Tobacco consumption is pervasive in Indonesia, with 6 out of 10 households in the country consuming tobacco. Smoking households, on average, divert a significant share (10.7%) of their monthly budget on tobacco products, which is higher than spending on staples, meat or vegetables. Nevertheless, evidence of the causal link between tobacco expenditure and spending on other commodities in Indonesia is limited.
This study aims to estimate the crowding-out effects of tobacco spending on the expenditure of other goods and services in Indonesia.
This research estimates the conditional Engel curve with three-stage least square regression, where the instrumental variable technique is applied to address the simultaneity of tobacco and total non-tobacco spending. The study employs a large-scale household budget survey from the Indonesian socioeconomic survey (Susenas) from 2017 to 2019, comprising over 900 000 households.

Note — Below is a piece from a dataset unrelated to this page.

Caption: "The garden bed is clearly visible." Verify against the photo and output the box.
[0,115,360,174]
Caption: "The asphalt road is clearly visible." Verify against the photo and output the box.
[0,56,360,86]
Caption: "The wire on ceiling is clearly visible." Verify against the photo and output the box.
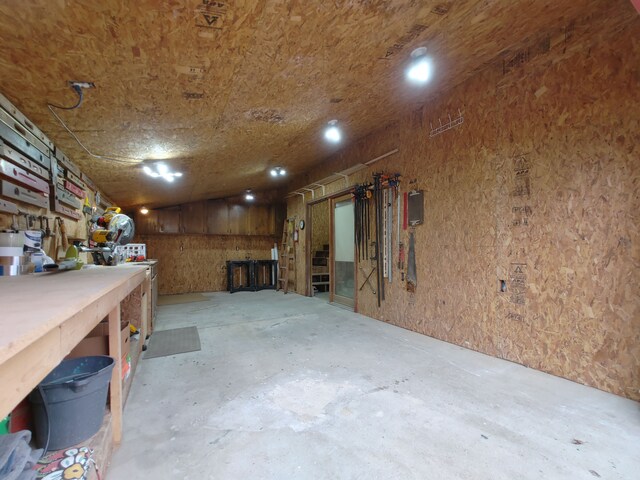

Tobacco spending crowds out the share of a household’s budget allocated for food, such as spending on staples, meat, dairy, vegetables and fruits. Moreover, tobacco spending also reduces the share of expenditure spent on non-food commodities, such as clothing, housing, utilities, durable and non-durable goods, education, healthcare and entertainment, although its effect is not as large as the crowding out on food. The analysis shows that the crowding-out effects of tobacco are observed across low-income, middle-income and high-income households. In addition, the simulation suggests that reducing tobacco expenditure will increase household spending on essential needs.